Nathan Alterman (1910-1970) is considered one of the most influential modern Hebrew poets. Born in Warsaw, Nathan Alterman settled in Tel Aviv in 1925. He achieved distinction on two levels: his popular satirical verse reflected the political aspiration of the pre-State Jewish population (many of his poems were banned by the British Mandate authorities), and as a sophisticated modern poet he became the leading "imagist" of his generation.

Alterman was a leader of Hebrew poetry's avant-garde. He viewed symmetrical repetition as a supreme source of order and beauty; each of his poems has a fixed number of stanzas and sentences and a rhyme scheme. He was also a playwright and essayist, and translated works by Shakespeare, Moliere, and Racine into Hebrew.

Alterman’s love poetry is an expression of romantic agony.
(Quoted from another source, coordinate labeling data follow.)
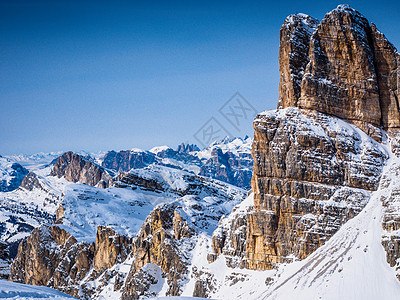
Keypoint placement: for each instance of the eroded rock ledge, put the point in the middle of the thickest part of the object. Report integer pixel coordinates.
(342, 67)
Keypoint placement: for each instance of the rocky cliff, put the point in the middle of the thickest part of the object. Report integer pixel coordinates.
(313, 170)
(11, 174)
(76, 168)
(51, 256)
(342, 67)
(228, 160)
(159, 242)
The following poem, Niggun Atik (Ancient Melody) echoes the cry in Song of Songs (8:6), “Love is as fierce as death, envy as mighty as Sheol”.

Niggun Atik (An Ancient Melody)

If your tears flow at night like a river,
My joy I shall kindle like straw,
My bed, if you shiver, will warm you,
I shall cover you, sleep on the floor.

If you yearn to join into the dancing
I will play till my bowstrings all break,
If a gift for your birthday you fancy,
My life it is yours, love, to take.

If bread or if wine you are wanting
Head bowed, I will stay on my feet
'Til I’ve sold both my eyes in the market
So my darling can drink and can eat.

But if ever when I am not with you,
you laugh and carouse without thought,
I’ll burn down the rafters above you
With the anger my jealousy’s wrought.